Vehicles Built Before 1995
Some experts will tell you that the answer depends on what year your car was made or if you have a fuel injector or carburetor. Cars made before 1995 will more than likely have a carburetor. Modern cars have fuel injectors that have multiple sensors to compensate for the extra air from the cold.
Cold carburetors need to be warmed up before driving otherwise you may lose the performance of the vehicle. Carburetors are responsible for maintaining the proper air and fuel ratio, when mixed together properly it creates a vaporized fuel. If you fail to warm your carbureted engine before driving in the cold or snow, your engine isn’t getting the proper combo of vaporized fuel.
Simply put- your car will stall and create other problems that you don’t experience when you have a modern fuel-injected car. Modern fuel injected vehicles are equipped with electrical systems that measure the ratio of air that goes into the engine.

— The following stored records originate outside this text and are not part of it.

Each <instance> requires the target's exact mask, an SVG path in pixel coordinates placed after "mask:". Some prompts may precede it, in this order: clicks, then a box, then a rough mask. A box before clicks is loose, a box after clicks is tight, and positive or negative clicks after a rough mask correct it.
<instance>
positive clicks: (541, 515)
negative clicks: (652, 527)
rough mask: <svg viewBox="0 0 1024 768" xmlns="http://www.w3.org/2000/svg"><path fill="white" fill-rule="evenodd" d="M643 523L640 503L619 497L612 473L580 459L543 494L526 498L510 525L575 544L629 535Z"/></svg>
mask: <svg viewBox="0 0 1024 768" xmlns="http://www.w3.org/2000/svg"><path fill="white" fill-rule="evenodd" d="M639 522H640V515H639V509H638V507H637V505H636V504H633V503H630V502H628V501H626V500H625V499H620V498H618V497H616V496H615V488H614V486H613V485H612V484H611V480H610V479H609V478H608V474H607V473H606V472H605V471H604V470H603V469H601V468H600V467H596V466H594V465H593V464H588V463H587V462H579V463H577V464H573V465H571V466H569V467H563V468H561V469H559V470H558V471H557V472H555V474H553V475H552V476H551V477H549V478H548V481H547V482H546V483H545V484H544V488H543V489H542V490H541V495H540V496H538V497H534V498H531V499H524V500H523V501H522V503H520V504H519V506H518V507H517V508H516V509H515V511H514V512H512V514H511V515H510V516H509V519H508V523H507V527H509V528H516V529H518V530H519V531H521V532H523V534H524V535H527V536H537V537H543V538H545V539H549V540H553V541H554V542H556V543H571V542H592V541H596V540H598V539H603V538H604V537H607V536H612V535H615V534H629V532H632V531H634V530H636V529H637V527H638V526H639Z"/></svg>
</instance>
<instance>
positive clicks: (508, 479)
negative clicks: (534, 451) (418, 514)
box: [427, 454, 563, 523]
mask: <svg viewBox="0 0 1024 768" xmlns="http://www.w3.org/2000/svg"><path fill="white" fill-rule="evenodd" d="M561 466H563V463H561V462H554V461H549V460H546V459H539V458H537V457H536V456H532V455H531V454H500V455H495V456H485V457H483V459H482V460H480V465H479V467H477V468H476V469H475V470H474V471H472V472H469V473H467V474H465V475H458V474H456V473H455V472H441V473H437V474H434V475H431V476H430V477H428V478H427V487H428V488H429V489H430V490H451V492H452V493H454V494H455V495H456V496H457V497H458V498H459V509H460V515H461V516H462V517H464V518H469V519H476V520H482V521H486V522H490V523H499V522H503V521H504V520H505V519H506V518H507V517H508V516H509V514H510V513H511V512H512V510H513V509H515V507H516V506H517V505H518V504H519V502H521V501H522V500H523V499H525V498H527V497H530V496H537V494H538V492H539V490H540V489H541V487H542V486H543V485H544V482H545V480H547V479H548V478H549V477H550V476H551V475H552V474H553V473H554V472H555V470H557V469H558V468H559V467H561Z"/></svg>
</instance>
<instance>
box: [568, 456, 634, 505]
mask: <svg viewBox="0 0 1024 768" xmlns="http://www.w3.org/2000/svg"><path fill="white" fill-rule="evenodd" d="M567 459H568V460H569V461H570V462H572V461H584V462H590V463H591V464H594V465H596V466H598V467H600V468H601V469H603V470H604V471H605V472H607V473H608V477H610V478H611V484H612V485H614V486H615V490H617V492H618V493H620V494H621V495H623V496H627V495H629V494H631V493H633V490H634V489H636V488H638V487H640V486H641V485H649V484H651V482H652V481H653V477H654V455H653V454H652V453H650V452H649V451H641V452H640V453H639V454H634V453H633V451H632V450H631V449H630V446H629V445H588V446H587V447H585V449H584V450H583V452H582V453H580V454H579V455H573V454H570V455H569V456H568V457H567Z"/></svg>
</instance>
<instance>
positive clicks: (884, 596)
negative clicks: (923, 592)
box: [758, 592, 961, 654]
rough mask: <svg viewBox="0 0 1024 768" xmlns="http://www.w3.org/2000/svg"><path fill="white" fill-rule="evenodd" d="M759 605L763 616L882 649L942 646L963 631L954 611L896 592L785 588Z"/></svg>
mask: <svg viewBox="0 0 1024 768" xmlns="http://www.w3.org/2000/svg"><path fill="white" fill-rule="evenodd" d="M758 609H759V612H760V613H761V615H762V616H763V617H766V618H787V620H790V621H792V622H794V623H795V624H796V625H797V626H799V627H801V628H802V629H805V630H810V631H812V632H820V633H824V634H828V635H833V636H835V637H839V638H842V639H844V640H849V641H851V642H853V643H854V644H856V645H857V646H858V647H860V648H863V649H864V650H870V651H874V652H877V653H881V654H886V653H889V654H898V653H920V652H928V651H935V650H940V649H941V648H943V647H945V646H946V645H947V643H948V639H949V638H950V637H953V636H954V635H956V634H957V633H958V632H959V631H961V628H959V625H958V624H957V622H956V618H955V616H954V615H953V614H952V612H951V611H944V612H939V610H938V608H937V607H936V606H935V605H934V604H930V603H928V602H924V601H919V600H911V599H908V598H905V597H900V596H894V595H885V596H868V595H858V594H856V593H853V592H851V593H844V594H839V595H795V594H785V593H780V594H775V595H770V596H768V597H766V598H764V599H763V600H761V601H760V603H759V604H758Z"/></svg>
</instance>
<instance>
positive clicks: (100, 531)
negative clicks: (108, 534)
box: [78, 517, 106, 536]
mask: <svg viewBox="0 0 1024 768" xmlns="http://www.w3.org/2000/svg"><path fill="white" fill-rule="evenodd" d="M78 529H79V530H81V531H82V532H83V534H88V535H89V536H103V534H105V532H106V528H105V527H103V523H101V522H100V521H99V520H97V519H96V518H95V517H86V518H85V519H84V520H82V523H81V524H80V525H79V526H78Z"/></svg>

When fuel-injected vehicles were first designed, they were equipped with an O2(oxygen) sensor. This was used to manage and monitor the air-fuel ratio. Now there are multiple sensors that are more accurate and efficient at determining the air-fuel ratio.
Tips For Idling
Whenever people ask if they should idle their vehicle before driving it, it is oftentimes, followed up with wanting to know how long they should let their vehicle idle. Once again this is one of those things that depend on the age of your vehicle.
Fuel-injected vehicles shouldn’t need to idle for more than 30 seconds. Some suggest that you start your car and put on your seatbelt and you should be ready to drive off.

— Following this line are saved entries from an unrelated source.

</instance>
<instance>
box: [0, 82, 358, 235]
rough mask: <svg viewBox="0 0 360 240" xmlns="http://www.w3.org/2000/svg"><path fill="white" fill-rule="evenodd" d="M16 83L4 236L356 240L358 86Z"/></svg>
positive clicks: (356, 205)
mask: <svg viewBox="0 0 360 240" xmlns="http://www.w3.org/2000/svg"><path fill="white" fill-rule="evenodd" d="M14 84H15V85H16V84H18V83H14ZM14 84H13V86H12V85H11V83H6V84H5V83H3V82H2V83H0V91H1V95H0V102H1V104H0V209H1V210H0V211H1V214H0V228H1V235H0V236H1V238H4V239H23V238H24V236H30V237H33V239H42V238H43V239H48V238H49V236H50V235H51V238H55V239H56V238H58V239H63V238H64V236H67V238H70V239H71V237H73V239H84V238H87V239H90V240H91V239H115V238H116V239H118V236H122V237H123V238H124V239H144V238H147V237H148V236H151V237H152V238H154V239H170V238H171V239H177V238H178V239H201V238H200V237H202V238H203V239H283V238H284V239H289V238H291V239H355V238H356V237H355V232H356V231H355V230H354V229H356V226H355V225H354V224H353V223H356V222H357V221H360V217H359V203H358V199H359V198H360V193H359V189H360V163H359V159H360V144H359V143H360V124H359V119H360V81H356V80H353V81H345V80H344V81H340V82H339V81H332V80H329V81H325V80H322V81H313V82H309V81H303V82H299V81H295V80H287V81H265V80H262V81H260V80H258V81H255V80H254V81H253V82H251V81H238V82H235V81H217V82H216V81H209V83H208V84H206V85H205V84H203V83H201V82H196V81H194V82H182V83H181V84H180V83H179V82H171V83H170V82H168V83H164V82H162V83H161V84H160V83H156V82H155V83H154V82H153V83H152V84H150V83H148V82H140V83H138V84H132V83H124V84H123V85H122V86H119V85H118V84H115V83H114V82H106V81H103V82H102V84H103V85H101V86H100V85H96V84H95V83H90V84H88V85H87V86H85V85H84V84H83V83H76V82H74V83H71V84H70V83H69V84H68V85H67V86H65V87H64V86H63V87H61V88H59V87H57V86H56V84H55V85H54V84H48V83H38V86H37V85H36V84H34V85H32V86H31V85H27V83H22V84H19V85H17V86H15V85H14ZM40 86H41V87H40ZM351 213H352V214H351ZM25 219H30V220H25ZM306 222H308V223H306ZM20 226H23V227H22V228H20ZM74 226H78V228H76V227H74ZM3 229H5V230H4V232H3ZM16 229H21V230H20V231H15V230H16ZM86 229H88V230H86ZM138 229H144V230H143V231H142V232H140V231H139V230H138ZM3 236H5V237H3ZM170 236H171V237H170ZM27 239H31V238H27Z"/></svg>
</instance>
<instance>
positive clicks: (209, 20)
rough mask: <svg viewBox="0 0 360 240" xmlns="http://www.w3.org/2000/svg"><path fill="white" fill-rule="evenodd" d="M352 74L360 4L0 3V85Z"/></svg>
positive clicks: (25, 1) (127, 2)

Older vehicles require a longer and harder kick start. You can start your car and it should be ready to drive after scraping snow or ice off of your car. If this applies to you. Most car manufacturers and experts do agree that your engine warms up faster when you drive it at low speeds.
To answer the question of, “Should I let my car idle before driving,” it’s your personal preference. You know your car better than anyone else(except maybe your mechanic).
It has been decades since fuel-injected cars with electric systems entered the world. These days modern technology is constantly running tests, and car manufacturers are using the advancement of modern technology to develop innovations to improve the performance of cars.
This is why modern vehicles do not require warming up before driving. However, to reiterate the choice is yours. You received the in’s and out’s about letting your car idle, you can use this information to decide if you will let your car idle or not.